Wednesday, November 20, 2013

One Week

One Week; silent comedy short, USA, 1920; D: Edward F. Cline, Buster Keaton, S: Buster Keaton, Sybil Seely, Joe Roberts

Buster and Sybil are married and get a special wedding present: parts for a build-it-yourself house. However, a jealous man who wanted Sybil for himself, deliberately meddles with their instruction kit, which results in an "athwart" house. Buster nevertheless tries to make as best of a home as he can. When they have to relocate, Buster puts barrels under the house and moves it with a car, but it gets destroyed when a train collides with it.

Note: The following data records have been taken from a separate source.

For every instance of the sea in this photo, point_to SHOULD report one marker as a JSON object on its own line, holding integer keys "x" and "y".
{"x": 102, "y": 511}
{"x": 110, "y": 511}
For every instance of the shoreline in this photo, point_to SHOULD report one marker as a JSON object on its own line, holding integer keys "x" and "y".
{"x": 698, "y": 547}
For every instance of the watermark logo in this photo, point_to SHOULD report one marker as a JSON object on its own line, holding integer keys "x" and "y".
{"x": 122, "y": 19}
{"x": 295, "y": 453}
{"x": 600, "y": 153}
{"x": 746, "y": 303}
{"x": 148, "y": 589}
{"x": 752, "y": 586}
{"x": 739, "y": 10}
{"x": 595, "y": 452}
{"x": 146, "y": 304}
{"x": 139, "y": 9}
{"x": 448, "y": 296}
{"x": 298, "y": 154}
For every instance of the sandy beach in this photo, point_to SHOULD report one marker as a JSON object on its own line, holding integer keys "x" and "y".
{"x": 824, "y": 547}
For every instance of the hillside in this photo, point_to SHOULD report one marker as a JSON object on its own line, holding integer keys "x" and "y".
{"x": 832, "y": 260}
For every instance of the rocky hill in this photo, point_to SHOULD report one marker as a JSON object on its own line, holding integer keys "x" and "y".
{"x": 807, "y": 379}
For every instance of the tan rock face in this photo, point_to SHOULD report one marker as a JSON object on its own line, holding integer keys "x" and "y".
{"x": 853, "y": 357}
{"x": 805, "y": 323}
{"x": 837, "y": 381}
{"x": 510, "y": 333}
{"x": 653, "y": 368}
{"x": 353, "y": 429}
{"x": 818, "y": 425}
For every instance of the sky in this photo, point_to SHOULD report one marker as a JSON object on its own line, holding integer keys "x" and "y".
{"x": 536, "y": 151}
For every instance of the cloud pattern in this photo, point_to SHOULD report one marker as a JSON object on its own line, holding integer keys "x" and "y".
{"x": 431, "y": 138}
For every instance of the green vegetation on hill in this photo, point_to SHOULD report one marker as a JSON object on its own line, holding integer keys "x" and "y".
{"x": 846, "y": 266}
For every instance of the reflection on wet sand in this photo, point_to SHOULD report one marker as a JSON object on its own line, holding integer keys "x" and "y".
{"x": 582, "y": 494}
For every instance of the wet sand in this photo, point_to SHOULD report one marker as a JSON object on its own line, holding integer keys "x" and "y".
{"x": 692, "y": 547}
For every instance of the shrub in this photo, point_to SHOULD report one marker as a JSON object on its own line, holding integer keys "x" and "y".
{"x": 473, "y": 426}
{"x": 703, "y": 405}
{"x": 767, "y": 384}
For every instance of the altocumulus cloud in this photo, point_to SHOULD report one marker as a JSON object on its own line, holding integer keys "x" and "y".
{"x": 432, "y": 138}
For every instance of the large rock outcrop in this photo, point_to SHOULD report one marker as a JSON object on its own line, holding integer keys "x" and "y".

Along with "Sherlock, Jr.", "One Week" is probably Buster Keaton's best short film, a shining comedy. Keaton somehow hits the vibe of inspiration the most when he includes some spectacular object to play with or destruction on a large scale - such was the case with the epic tornado sequence in "Steamboat Bill, Jr." and the epic train chase in "The General" - as is the case here, where a whole housing unit is a part of the joke, used often to full potentials (brilliant - and magnificent - jokes where a strong wind spins the whole house around its axis, and makes the people inside feel like in a merry-go-round; the "abstract" design of the house, almost reminiscent of "jagged" buildings in the expressionistic "The Cabinet of Dr. Caligari"), though here even "smaller", humble everyday jokes manage to ignite all the way to the top (the scene where Keaton hits a police officer, takes his hat and uses it to stop the traffic, i.e. the car in which his bride was kidnapped, and then return the hat to the officer is among the pinnacle of cool). Filled with meticulous details, a strong pace, charm and an elegant style, "One Week" truly is among the greatest short films ever made and offers Keaton in a very cool edition.